The last sentence of § 801.4 appears to place an affirmative duty on a manufacturer that knows a device will be used for an off-label purpose to label the device accordingly. A manufacturer, however, cannot label a device for an off-label purpose without first obtaining a PMA supplement. Thus, the terms of § 801.4 would appear to indicate that defendants have an affirmative duty to file a PMA supplement if they intend to distribute their devices knowing that a physician has prescribed them for an off-label use. See Ramirez v. Medtronic, Inc., 961 F.Supp.2d 977, 991 n. 9 (D. Ariz. 2013) (" According to th[is] regulation, [ ], mere awareness of off-label use can potentially result in the creation of a new intended use" ).

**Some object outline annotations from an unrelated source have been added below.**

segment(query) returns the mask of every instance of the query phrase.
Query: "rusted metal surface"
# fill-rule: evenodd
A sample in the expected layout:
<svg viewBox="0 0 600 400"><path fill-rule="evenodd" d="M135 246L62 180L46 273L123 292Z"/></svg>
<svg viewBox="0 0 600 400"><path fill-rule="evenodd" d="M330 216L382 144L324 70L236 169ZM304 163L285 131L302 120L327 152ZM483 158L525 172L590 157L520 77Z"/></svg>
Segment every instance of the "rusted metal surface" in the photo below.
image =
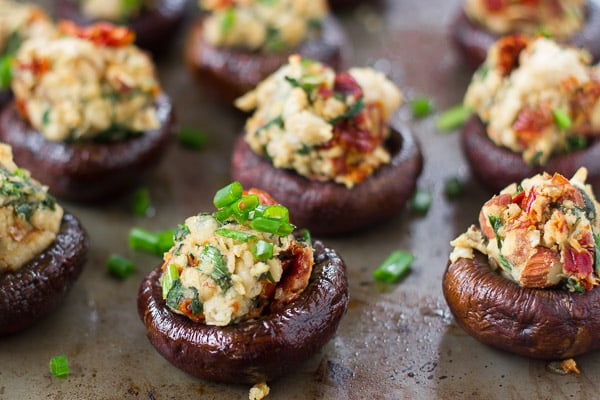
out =
<svg viewBox="0 0 600 400"><path fill-rule="evenodd" d="M48 2L51 3L51 2ZM349 64L388 73L410 99L427 95L443 110L458 103L470 71L447 29L459 0L387 0L340 14L352 51ZM243 399L248 386L214 384L177 370L150 345L136 312L142 277L158 259L129 250L133 226L170 228L211 210L214 191L229 181L229 160L243 116L213 104L182 64L184 26L159 60L178 119L210 134L203 151L175 146L149 183L155 214L133 217L130 198L102 206L64 204L87 227L86 269L54 314L0 340L0 399ZM323 238L348 265L351 302L335 338L298 370L272 382L270 399L549 399L594 398L600 390L597 354L577 359L581 375L561 376L547 363L488 348L452 321L441 291L448 242L475 221L488 194L472 179L458 133L440 133L435 115L413 120L404 106L395 123L420 141L425 167L419 186L434 194L426 216L408 209L388 223L349 237ZM459 176L465 194L449 200L445 178ZM396 285L373 281L371 271L395 249L416 255L412 273ZM132 258L136 273L121 282L105 271L112 253ZM67 378L48 361L66 354Z"/></svg>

It does not appear, however, that courts in the Ninth Circuit and elsewhere construe § 801.4 -- whose purpose is to define the terms used in § § 801.5 and 801.119 -- as imposing an affirmative duty on manufacturers to file a PMA supplement under § 814.39 any time they know or should know that a patient intends to use, or that a physician has prescribed or will prescribe, a device for off-label purpose. In Carson, as noted, the Ninth Circuit unequivocally concluded that " a manufacturer is not liable [for distributing a misbranded product] merely because it sells a device with knowledge that the prescribing doctor intends an off-label use." 365 F.App'x at 815. Moreover, in Ramirez, the court noted that the Ninth Circuit's discussion in a case regarding preemption under the FDCA -- Perez v. Nidek Co., Ltd., 711 F.3d 1109 (9th Cir. 2013) -- appeared to " foreclose efforts to claim that merely alleging knowledge of off-label use in the absence of off-label promotion by the manufacturer can establish a new, unregulated intended use by the manufacturer." 961 F.Supp.2d at 992 n. 9. In Perez, the Ninth Circuit concluded that a plaintiff's state law claims alleging that a defendant misled patients by failing to disclose that a laser was not approved by the FDA for certain types of surgeries was not preempted by the FDCA because to hold otherwise would impose a " disclosure requirement . . . 'different from, or in addition to' the requirements applicable to the Laser under the [FDCA]." 711 F.3d at 1118.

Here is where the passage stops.